Boris Johnson is once again dividing the Tory party, in yet another mess of his own making.
The former Prime Minister is complying with the Covid public inquiry, when not enjoying highly-paid speaking jaunts in America, and as a result handed his diaries over to taxpayer-funded lawyers.
In theory working for him, they had been tasked with preparing Mr Johnson for an inquiry, but upon reading the diaries realised family and friends visited him at Chequers – the Prime Minister's country house in Buckinghamshire – during the pandemic.
Both the Metropolitan and Thames Valley Police say they are assessing the information received after the Cabinet Office said officials had been obliged to disclose the documents to the police under civil service rules.
At first glance, there is nothing to see here. A man we already know broke the rules may have flouted more of them, an act entirely in character.

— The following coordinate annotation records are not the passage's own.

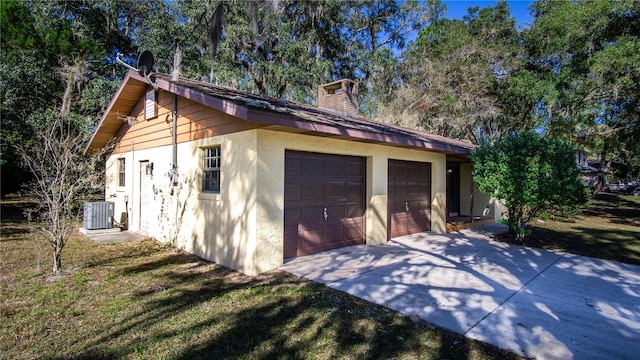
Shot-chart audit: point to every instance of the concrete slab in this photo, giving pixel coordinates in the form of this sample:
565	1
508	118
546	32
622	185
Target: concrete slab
110	236
534	302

The Prime Minister, who said he had no knowledge of parties while toasting colleagues during lockdown, may have also had friends over. Actions and consequence. But Mr Johnson and his allies think otherwise, with his spokesman claiming the suggestion of any breaches was a "politically motivated stitch-up".
Another ally labelled it an “open witch hunt against right wingers in the Conservative Party” – seemingly because Mr Johnson was forced to invite friends over, and home secretary Suella Braverman had no choice but to try and get out of speeding.
There are now demands for Rishi Sunak to “shut this down”, with threats from Mr Johnson and his allies claiming they will work against or even try to oust him otherwise, suspecting his involvement.
Obviously this is nonsense. Downing Street did not know until the police were contacted, and the idea civil servants or junior ministers should breach the rules to cover up for Mr Johnson is absurd, but we’re well past the truth mattering.
The real issue for Mr Sunak is a split in his party, the extensive number of Johnson loyalists who believe everything is a plot and are more loyal to Mr Johnson than the party. Having already had the G7 summit overshadowed by the conduct of his home secretary, Mr Sunak is once again having his agenda undermined by a colleague.